Apple plans to spend more than $100 million next year on building Mac computers in the US, shifting a small portion of manufacturing away from China, the country that has handled assembly of its products for years.
“Next year we’re going to bring some production to the US,” chief executive Tim Cook said in an interview with Bloomberg Businessweek. “This doesn’t mean that Apple will do it ourselves, but we’ll be working with people and we’ll be investing our money.”
Apple, which until the late 1990s made and assembled many products in the US, moved manufacturing to Asia to take advantage of the region’s lower labour costs.

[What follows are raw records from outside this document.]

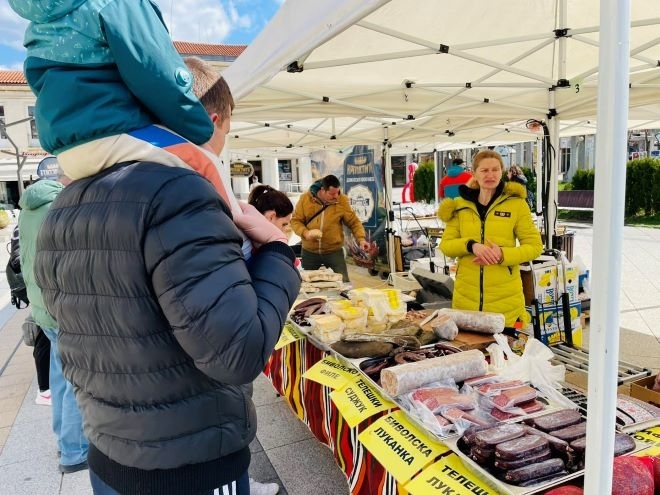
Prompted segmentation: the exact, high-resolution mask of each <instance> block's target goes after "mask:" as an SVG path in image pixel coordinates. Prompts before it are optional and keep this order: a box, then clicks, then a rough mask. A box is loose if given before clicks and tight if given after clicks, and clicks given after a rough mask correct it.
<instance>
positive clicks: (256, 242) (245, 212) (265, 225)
mask: <svg viewBox="0 0 660 495" xmlns="http://www.w3.org/2000/svg"><path fill="white" fill-rule="evenodd" d="M238 204H239V205H240V207H241V211H242V212H243V213H239V214H234V223H235V224H236V226H237V227H238V228H239V229H241V230H242V231H243V232H245V235H246V236H248V238H249V239H250V240H251V241H252V243H253V244H254V245H255V247H257V248H258V247H259V246H261V245H262V244H266V243H267V242H273V241H280V242H283V243H285V244H286V243H287V238H286V234H285V233H284V232H282V231H281V230H280V229H278V228H277V227H276V226H275V225H273V224H272V223H270V222H269V221H268V220H267V219H266V217H264V216H263V215H262V214H261V213H259V210H257V209H256V208H255V207H254V206H252V205H249V204H247V203H244V202H242V201H239V202H238Z"/></svg>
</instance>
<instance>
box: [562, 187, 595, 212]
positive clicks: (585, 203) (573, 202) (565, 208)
mask: <svg viewBox="0 0 660 495" xmlns="http://www.w3.org/2000/svg"><path fill="white" fill-rule="evenodd" d="M557 208H558V209H560V210H578V211H593V209H594V192H593V191H588V190H585V191H558V192H557Z"/></svg>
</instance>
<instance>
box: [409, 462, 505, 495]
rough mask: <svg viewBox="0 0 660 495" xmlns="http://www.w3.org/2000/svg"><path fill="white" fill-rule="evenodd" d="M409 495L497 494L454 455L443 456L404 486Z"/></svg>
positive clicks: (490, 494) (493, 489)
mask: <svg viewBox="0 0 660 495" xmlns="http://www.w3.org/2000/svg"><path fill="white" fill-rule="evenodd" d="M406 490H408V493H410V495H428V494H429V493H466V494H467V493H469V494H474V495H496V494H497V493H499V492H498V491H496V490H494V489H493V488H491V487H490V485H489V484H488V483H486V481H485V480H483V479H482V478H481V477H479V476H478V475H476V474H474V473H473V472H472V471H471V470H470V469H468V468H467V467H465V465H464V464H463V462H462V461H461V459H460V458H459V457H458V456H457V455H456V454H454V453H452V454H451V455H448V456H445V457H443V458H442V459H440V460H439V461H438V462H436V463H435V464H433V465H431V466H429V467H428V468H427V469H425V470H424V471H422V472H421V473H419V475H418V476H417V477H415V479H414V480H412V481H411V482H410V483H407V484H406Z"/></svg>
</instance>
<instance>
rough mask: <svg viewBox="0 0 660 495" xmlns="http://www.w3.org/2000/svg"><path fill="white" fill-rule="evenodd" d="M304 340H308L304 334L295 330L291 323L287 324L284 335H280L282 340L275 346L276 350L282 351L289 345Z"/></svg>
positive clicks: (284, 326) (284, 331) (275, 349)
mask: <svg viewBox="0 0 660 495" xmlns="http://www.w3.org/2000/svg"><path fill="white" fill-rule="evenodd" d="M304 338H306V336H305V334H304V333H303V332H301V331H300V330H298V329H297V328H295V327H294V326H293V325H292V324H291V323H289V322H287V323H286V324H285V325H284V329H283V330H282V334H281V335H280V340H278V341H277V344H275V350H278V349H281V348H282V347H286V346H287V345H289V344H291V343H293V342H295V341H296V340H301V339H304Z"/></svg>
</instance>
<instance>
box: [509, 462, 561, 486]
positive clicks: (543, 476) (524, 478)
mask: <svg viewBox="0 0 660 495" xmlns="http://www.w3.org/2000/svg"><path fill="white" fill-rule="evenodd" d="M563 470H564V461H562V460H561V459H559V458H558V457H553V458H551V459H546V460H545V461H541V462H535V463H533V464H528V465H526V466H523V467H519V468H517V469H512V470H510V471H507V472H506V473H505V474H504V479H505V480H506V481H510V482H511V483H513V484H516V485H517V484H519V483H522V482H524V481H529V480H533V479H536V478H541V477H545V476H550V475H552V474H555V473H558V472H560V471H563Z"/></svg>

The planned investment makes up a sliver of Apple’s $121.3 billion in cash, and probably won’t meaningfully affect profit margins. Still, it reflects pressure on companies to create even a modest number of domestic jobs as the unemployment rate hovers near 8 percent and the economy rebounds from the recession that ended in 2009.
“I don’t think we have a responsibility to create a certain kind of job,” Mr Cook said. “But I think we do have a responsibility to create jobs.”
Mr Cook discussed the investment plans in an interview that touched on his relationship with Apple co-founder Steve Jobs, the recent dismissal of senior executives and the company’s competition with Samsung. While Mr Cook didn’t outline where the manufacturing would happen or how much would be produced in the US, he said the company would work with partners and that the operations would include more than just final assembly.
Many of the parts that go into the iPhone and iPad already are made in the US. These include the display glass, which is made in Kentucky, Mr Cook said.
Apple also has created jobs in the mobile-software industry through the introduction of the iPhone in 2007, which fuelled an explosion in creation of applications, he said.